Le bossu de Notre Dame, saison 2

Voilà t’y pas que Notre Dame de Paris, joyau de l’art gothique comme dirait Zazie (ah, non, elle parlait de la Sainte-Chapelle !) a brûlé en pleine restauration. Bon, il est clair que cela fait un trou, et dans le toit et dans le patrimoine. Soyons clairs, cela ne fait plaisir à personne. Il est cependant admirable de voir comment les grands crocodiles y sont tous allés de leurs larmes. Macron, qui a dû couper des oignons pour avoir l’air ému, Stéphane Bern qui n’a pas eu à forcer sa nature, et bien d’autres encore. Le risque d’incendie était connu, et même connu pour être potentiellement explosif. Un rapport d’historiens du CNRS l’avait établi depuis 2016, mais il n’y avait pas d’argent pour installer des dispositifs anti-incendie. Maintenant, il en faudra beaucoup, voire énormément, pour réparer les dégâts.

Mais les crocodiles, sans cesser de verser des pleurs, ont fait assaut de générosité pour restaurer l’admirable monument, en le faisant savoir largement.

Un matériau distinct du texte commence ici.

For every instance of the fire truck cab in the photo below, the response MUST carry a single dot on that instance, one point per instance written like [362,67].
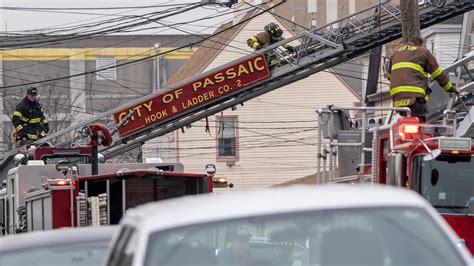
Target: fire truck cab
[430,159]
[53,192]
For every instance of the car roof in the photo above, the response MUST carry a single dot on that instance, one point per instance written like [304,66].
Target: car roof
[206,208]
[56,237]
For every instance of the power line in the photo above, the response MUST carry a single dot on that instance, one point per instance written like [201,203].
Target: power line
[141,59]
[133,39]
[102,31]
[16,8]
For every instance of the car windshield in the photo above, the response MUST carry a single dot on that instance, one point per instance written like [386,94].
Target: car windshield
[370,236]
[90,253]
[448,183]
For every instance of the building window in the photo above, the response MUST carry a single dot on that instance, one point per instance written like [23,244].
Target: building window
[107,74]
[227,144]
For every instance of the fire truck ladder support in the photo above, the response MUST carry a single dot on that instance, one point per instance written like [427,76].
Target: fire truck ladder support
[319,49]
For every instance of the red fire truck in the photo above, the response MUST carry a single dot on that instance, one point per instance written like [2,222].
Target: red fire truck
[56,187]
[426,158]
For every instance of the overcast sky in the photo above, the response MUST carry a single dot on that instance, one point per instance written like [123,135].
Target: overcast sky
[21,20]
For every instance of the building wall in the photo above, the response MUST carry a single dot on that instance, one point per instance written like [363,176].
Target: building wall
[76,99]
[276,131]
[443,41]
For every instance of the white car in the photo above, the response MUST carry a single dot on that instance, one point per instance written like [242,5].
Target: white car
[293,226]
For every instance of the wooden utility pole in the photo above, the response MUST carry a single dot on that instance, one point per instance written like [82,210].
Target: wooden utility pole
[409,19]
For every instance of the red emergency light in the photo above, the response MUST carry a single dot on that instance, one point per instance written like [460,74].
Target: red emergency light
[59,182]
[408,128]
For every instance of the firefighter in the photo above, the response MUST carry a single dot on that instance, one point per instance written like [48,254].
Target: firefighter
[408,74]
[29,120]
[272,34]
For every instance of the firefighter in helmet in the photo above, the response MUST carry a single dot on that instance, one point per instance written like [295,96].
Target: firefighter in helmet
[408,74]
[272,34]
[29,120]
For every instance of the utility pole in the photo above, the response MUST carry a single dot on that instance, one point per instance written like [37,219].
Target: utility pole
[409,19]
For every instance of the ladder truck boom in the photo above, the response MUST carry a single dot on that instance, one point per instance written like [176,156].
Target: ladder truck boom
[319,49]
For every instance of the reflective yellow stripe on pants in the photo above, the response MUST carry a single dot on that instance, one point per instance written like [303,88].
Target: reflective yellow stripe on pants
[32,136]
[410,65]
[407,89]
[35,120]
[20,115]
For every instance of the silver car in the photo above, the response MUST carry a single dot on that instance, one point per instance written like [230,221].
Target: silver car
[294,226]
[71,246]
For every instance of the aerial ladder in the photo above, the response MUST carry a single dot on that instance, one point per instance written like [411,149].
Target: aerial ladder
[318,49]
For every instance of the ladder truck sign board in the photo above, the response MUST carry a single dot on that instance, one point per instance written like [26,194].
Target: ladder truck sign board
[204,89]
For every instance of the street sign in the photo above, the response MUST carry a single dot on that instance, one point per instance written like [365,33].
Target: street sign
[172,102]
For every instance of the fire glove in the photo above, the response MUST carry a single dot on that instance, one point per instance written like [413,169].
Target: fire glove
[22,134]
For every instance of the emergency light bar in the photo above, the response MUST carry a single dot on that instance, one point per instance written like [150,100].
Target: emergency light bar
[458,144]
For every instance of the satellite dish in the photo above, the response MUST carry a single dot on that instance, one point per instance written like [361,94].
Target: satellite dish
[432,155]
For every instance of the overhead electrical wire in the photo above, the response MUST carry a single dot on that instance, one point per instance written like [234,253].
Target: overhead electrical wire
[99,32]
[141,59]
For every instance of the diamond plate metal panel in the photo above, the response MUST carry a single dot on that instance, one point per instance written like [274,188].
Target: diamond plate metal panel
[37,215]
[48,214]
[29,214]
[31,177]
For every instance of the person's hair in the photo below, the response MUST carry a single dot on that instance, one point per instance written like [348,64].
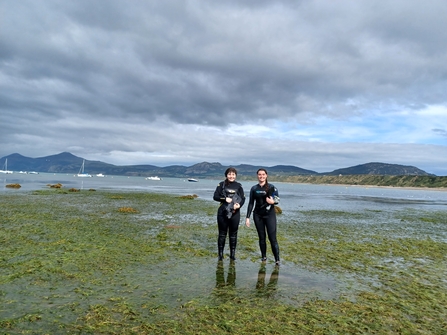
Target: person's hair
[227,171]
[266,186]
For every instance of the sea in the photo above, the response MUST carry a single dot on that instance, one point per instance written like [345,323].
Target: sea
[293,196]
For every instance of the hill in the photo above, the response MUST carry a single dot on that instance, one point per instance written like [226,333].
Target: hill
[66,162]
[379,169]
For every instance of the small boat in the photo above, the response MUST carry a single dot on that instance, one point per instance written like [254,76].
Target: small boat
[81,172]
[153,178]
[5,167]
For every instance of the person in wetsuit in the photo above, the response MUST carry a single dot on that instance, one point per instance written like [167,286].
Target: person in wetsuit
[266,196]
[231,196]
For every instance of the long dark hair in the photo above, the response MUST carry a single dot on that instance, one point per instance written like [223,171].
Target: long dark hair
[227,171]
[266,186]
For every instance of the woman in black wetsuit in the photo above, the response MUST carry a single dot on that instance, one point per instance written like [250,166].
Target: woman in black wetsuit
[231,196]
[266,197]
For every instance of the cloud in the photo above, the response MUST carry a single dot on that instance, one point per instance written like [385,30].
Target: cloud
[177,81]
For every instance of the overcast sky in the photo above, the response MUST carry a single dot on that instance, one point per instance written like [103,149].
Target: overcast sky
[320,85]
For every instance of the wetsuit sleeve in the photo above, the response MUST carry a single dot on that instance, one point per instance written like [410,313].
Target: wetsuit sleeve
[218,193]
[251,203]
[242,195]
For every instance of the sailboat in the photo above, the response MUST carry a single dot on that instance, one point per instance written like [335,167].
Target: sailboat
[81,172]
[5,167]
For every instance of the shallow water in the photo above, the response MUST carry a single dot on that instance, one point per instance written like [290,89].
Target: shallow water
[294,197]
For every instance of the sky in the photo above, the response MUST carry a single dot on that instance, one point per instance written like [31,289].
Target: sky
[320,85]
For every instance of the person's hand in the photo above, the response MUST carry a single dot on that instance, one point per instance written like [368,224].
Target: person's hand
[270,200]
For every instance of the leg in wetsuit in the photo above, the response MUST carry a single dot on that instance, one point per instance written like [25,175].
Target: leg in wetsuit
[263,223]
[231,226]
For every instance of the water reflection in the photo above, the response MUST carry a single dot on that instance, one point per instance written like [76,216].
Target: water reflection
[220,275]
[271,286]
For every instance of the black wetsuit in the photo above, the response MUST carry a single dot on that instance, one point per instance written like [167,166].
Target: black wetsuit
[224,222]
[264,216]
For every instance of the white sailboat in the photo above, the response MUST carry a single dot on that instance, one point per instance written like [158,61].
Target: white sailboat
[5,166]
[81,172]
[153,178]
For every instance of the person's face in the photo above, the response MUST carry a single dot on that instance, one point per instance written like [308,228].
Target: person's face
[231,176]
[262,176]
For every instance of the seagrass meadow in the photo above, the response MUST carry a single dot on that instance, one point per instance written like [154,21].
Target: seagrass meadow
[105,262]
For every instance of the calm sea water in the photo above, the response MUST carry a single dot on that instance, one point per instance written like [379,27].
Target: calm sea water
[294,197]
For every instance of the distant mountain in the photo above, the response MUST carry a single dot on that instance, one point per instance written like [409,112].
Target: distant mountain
[380,169]
[66,162]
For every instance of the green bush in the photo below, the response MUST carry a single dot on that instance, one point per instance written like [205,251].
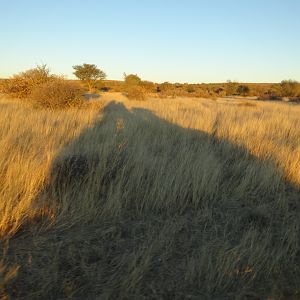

Ainsi Monsieur Pinault a-t-il mis immédiatement 100 millions d’euros dans la sébile, suivi de Monsieur Arnault qui a relancé de 200 millions. Qui dit mieux ? A 200 nous sommes, à 200 dans le fond, personne ne dit mieux ? Ah si. Monsieur Pinault : 100 millions et je renonce à ma déduction fiscale, cela fait 100 millions nets. Bravo, Monsieur Pinault. Il n’a pas volé sa réputation de protecteur des arts !

On apprend incidemment que les 100 millions de Pinault représentent 0.3% de sa fortune personnelle. Si c’est vrai, elle se monte à 66 666 666 667 €. Si ce chiffre vous donne le tournis (à moi aussi d’ailleurs), il se lit 66 milliards 666 millions d’euros et des poussières, poussières qui feraient une galette confortable pour des années à n’importe quel travailleur, chômeur ou retraité. Toujours si l’information est exacte, le chiffre de la bête (« bête immonde », métaphore désignant le nazisme, le fascisme…) est très présent dans le patrimoine de ce grand patron. Peu importe. Voyons un peu ce que représentent les 0,3% de sa fortune ainsi octroyée.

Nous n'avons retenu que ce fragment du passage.